My greatest concern today was not Kris Kobach’s political position (that’s another conversation to be had and to consider as a voter). It was that in a world where our children (including my child who is in kindergarten) live with anxiety about school shootings and do intruder drills regularly that any politician thought it was ok to drive through a crowd of children with an automatic weapon pointed at the crowd.
I don’t think my daughter saw it based on a conversation we had afterward (I certainly did not point it out to her), but that does not make it ok. There was an audible gasp from the parents seated around us (whom we did not know) when he drove by and attempts to distract their children. It was completely unnecessary and insensitive and out of place at this family friendly event.
A mild-mannered and moderate statement, right? The Kansas City Star called him for a quote, and his response was equally tactful and moderate. Except … the backlash was anything but moderate. Kobach’s followers came back with the predictable “snowflake” responses, in creative variations and variating in hostility. But that wasn’t all. They looked him up and found out where he worked. They filled his inbox. They called his church. They called him names, they called his daughter names (she’s six), they made threats, they promised protests at his church Sunday morning …
The best one (from where I sit, anyway) is the guy who tried to call Johnny a “liberal elite.” Joke’s on that guy, because Johnny’s from Harlan, Kentucky. You show me a “liberal elite” from Harlan, and I’ll show you a … nope, I got nothing comparable in degree of nonexistence.
Not only did my friend take down his original post, he’s declined follow up interview requests from news outlets. But the Kobach camp keeps resurrecting the storyline because it stirs up their base. It stokes the outrage about the perceived threat to their rights, and what’s more, it earns him a solid endorsement from the NRA. I’d love to know how much money they’ve given to his campaign so far, but none of my digging around has yielded actual numbers. In Kansas, that money is so dark you can’t see it.
But meanwhile, these followers he’s stoking up are threatening churches. And children. Meanwhile, there’s no real response from the campaign to the actual concerns addressed by my friend’s original message; concerns that have been echoed by many in this community, including the City of Shawnee itself, who may be changing their parade rules now to keep such fool things from happening in the future.

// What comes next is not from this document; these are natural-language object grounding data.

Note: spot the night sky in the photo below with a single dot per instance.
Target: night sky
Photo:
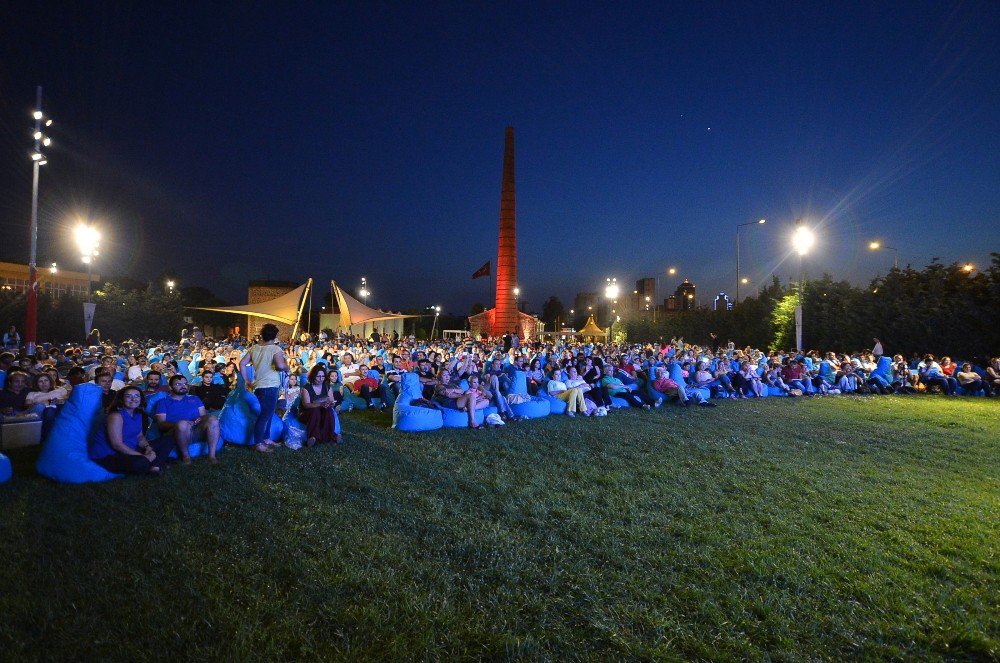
(366, 139)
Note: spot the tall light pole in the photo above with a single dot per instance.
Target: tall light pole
(875, 246)
(437, 312)
(738, 226)
(802, 240)
(611, 292)
(37, 160)
(88, 239)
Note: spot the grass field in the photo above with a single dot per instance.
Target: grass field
(825, 528)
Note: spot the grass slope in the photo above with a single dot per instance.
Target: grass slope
(841, 527)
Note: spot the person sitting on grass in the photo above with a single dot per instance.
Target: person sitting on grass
(182, 415)
(104, 379)
(969, 380)
(751, 381)
(931, 375)
(453, 396)
(45, 399)
(993, 376)
(617, 388)
(14, 395)
(318, 408)
(365, 386)
(211, 394)
(120, 446)
(572, 396)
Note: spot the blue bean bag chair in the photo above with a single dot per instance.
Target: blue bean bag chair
(291, 420)
(5, 471)
(453, 418)
(535, 407)
(413, 418)
(677, 375)
(64, 453)
(239, 415)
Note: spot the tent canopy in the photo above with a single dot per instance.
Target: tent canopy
(353, 312)
(282, 309)
(591, 329)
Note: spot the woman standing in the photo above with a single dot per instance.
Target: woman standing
(267, 359)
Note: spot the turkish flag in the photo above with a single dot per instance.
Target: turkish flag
(482, 271)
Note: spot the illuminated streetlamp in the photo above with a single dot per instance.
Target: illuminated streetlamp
(37, 161)
(875, 246)
(802, 240)
(738, 226)
(611, 292)
(88, 239)
(437, 312)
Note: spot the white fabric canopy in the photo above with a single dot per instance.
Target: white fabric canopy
(282, 309)
(353, 312)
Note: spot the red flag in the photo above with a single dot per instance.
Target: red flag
(482, 271)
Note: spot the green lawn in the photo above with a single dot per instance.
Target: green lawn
(825, 528)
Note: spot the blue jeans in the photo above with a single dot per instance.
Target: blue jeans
(268, 397)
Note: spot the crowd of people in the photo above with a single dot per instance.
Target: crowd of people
(317, 377)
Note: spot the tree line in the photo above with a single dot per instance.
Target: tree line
(941, 309)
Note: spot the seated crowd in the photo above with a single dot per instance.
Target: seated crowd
(317, 378)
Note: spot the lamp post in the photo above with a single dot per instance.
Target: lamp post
(802, 240)
(875, 246)
(611, 292)
(88, 239)
(37, 160)
(738, 226)
(437, 312)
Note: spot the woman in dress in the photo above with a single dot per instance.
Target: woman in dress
(120, 445)
(318, 408)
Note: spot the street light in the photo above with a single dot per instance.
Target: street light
(738, 226)
(802, 240)
(611, 292)
(437, 312)
(88, 239)
(875, 246)
(37, 161)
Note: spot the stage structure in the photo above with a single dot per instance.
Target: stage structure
(357, 319)
(591, 330)
(505, 316)
(286, 310)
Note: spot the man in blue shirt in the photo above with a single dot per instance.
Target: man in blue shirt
(183, 415)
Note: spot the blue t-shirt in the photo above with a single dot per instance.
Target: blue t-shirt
(100, 447)
(185, 409)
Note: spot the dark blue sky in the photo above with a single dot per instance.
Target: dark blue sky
(232, 143)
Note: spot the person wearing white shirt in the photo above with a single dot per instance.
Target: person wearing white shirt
(573, 397)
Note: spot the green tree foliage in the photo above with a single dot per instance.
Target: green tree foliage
(940, 309)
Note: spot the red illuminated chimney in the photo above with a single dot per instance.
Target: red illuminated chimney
(505, 317)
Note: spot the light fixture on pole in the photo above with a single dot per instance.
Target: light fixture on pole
(88, 239)
(738, 226)
(802, 240)
(611, 292)
(437, 312)
(875, 246)
(37, 161)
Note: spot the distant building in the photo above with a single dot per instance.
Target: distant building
(687, 296)
(14, 278)
(722, 302)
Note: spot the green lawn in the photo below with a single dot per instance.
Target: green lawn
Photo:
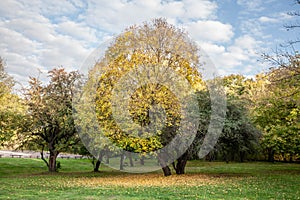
(28, 179)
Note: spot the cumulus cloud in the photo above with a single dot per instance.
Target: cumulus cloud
(44, 34)
(210, 30)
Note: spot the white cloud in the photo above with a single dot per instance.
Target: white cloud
(265, 19)
(253, 5)
(232, 59)
(44, 34)
(211, 31)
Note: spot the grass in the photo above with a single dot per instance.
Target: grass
(28, 179)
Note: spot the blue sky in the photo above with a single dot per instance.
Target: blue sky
(38, 35)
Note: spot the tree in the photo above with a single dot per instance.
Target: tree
(12, 111)
(152, 50)
(278, 111)
(239, 138)
(51, 124)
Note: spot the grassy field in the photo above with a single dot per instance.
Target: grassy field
(28, 179)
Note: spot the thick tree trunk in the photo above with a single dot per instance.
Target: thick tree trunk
(181, 163)
(162, 161)
(122, 161)
(52, 167)
(242, 156)
(271, 154)
(99, 160)
(130, 159)
(142, 160)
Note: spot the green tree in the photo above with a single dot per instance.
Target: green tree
(278, 111)
(143, 50)
(51, 124)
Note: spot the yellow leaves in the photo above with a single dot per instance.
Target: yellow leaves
(148, 180)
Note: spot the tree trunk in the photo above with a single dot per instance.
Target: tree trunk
(181, 163)
(99, 160)
(130, 159)
(52, 161)
(271, 154)
(242, 156)
(142, 160)
(122, 161)
(162, 161)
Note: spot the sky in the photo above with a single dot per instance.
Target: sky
(37, 35)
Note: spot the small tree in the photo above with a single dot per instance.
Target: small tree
(50, 113)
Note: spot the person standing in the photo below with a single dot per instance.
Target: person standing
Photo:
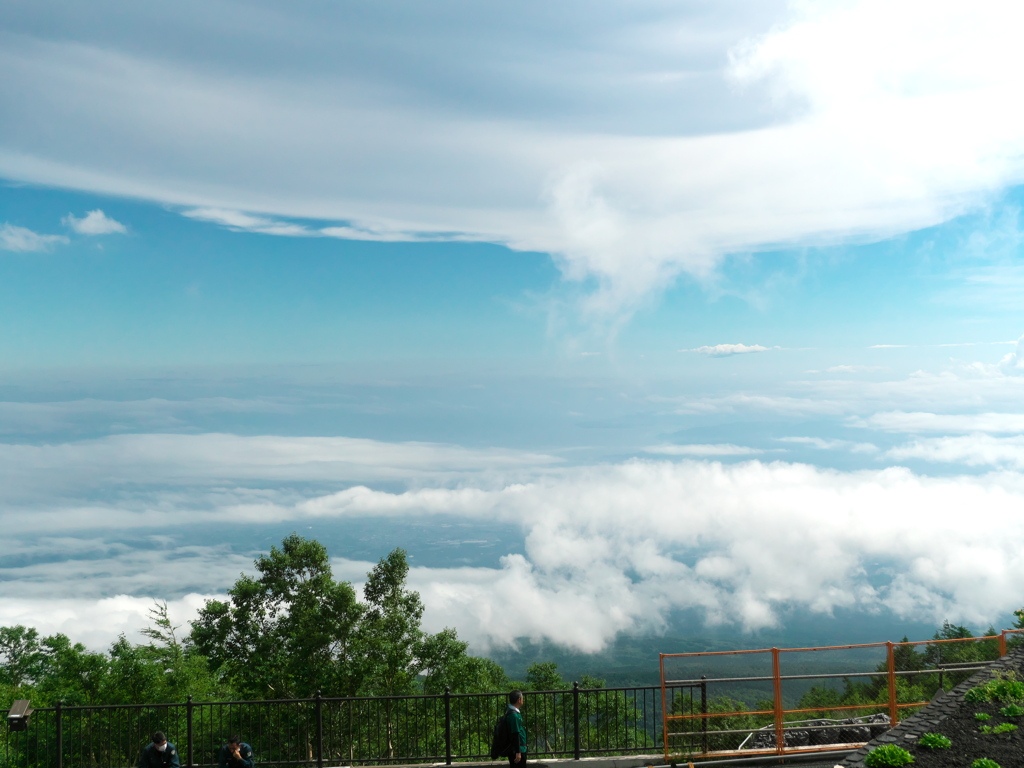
(236, 754)
(159, 754)
(517, 733)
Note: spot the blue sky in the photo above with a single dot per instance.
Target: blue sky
(620, 309)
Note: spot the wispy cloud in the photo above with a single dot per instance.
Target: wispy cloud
(972, 451)
(94, 222)
(833, 444)
(901, 421)
(615, 548)
(829, 140)
(19, 239)
(725, 350)
(719, 449)
(853, 369)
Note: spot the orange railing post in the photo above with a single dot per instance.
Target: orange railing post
(777, 685)
(891, 662)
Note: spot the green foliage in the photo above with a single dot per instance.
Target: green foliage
(1007, 690)
(998, 729)
(888, 756)
(1004, 687)
(288, 632)
(935, 741)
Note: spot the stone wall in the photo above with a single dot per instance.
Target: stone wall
(930, 718)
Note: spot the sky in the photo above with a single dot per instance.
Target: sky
(608, 312)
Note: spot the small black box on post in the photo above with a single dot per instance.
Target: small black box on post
(17, 718)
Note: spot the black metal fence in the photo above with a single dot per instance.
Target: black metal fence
(329, 731)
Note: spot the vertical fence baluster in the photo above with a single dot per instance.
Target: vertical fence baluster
(704, 711)
(320, 730)
(58, 725)
(891, 664)
(448, 726)
(777, 685)
(188, 731)
(576, 720)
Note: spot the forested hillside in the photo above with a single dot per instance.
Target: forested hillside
(292, 629)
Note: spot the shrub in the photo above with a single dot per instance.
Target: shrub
(1004, 688)
(935, 741)
(997, 729)
(1007, 690)
(889, 756)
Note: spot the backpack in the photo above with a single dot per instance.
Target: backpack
(501, 739)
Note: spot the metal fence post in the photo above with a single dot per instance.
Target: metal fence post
(704, 711)
(188, 730)
(777, 686)
(448, 726)
(576, 720)
(665, 707)
(58, 725)
(320, 729)
(891, 663)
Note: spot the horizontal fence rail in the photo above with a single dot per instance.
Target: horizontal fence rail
(330, 731)
(696, 727)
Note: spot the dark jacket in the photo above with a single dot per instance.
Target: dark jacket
(153, 758)
(517, 733)
(245, 759)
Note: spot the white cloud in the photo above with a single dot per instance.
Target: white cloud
(244, 222)
(94, 222)
(833, 444)
(95, 623)
(853, 369)
(972, 450)
(702, 450)
(724, 350)
(22, 240)
(608, 548)
(1013, 364)
(900, 421)
(887, 119)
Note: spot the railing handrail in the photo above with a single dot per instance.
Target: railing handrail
(779, 712)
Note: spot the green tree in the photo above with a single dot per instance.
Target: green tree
(287, 632)
(22, 656)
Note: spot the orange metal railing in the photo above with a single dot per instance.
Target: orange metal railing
(778, 712)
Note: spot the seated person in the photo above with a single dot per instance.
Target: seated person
(236, 754)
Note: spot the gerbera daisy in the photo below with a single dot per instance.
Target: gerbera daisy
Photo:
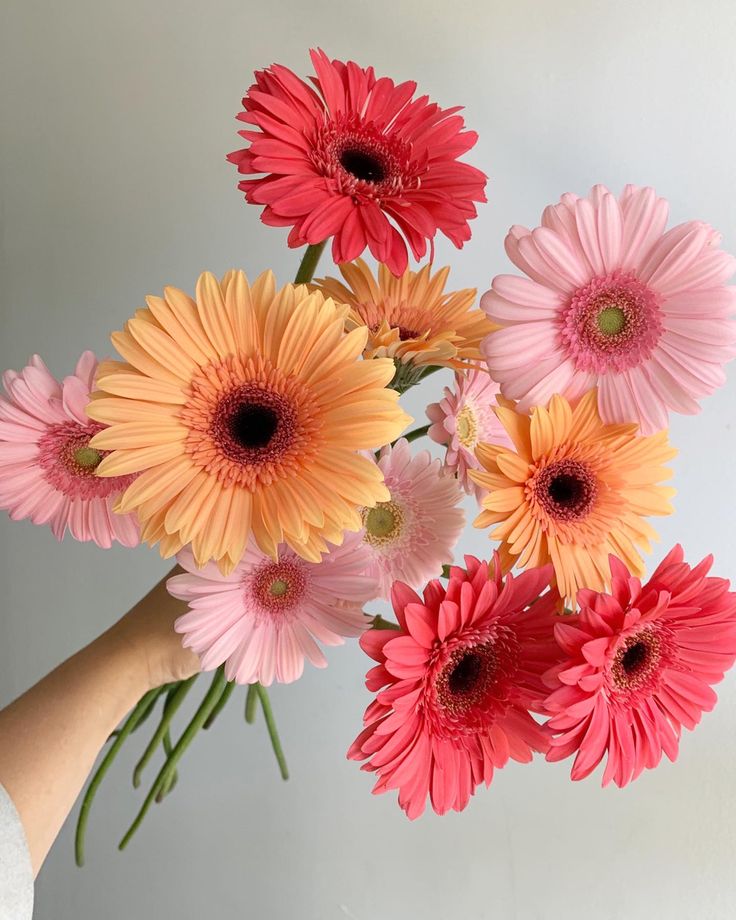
(455, 684)
(47, 467)
(263, 618)
(465, 418)
(410, 318)
(412, 534)
(615, 302)
(639, 663)
(244, 412)
(572, 490)
(357, 159)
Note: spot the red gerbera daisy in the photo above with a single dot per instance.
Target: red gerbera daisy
(640, 662)
(456, 684)
(358, 160)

I always try to acknowledge the reality of “not all gun owners…” Not all gun enthusiasts behave this way, I know, I know. But y’all “responsible gun owners” need to come get your people, because they have jumped the rails. This is not about second amendment anymore. The right to own guns is one thing, but the needless display of pointing an automatic weapon at a crowd of children is another. Faith leaders calling that out are not attacking anybody’s rights. To say that they are is dangerous, and that’s exactly what the Kobach campaign is doing. It’s dangerous, it’s irresponsible, and it has nothing to do with freedom.
I could preach daily on the need to reclaim civil discourse that doesn’t involve name-calling or threats towards children and worshipping communities. I could also point out that the gospel–which many conservative voters in these camps tend to claim is moderately important to them–is, above all else, a directive for a life of radical, uncompromising non-violence. But that seems to land nowhere.
What I’ll remind us of, instead, is that Kobach and his like-minded counterparts care far less about your Second Amendment rights than they do about the big bucks from the NRA. They care more about sound bites and frothing up the masses than they do about engaging their actual communities in actual discourse about real issues. Like so many politicians these days, Kobach hides behind the guns to cover up a lack of substance; the weakness of his message; and the presence of any real moral fiber or leadership ability.
In other words: men who hide behind large guns are clearly compensating for something.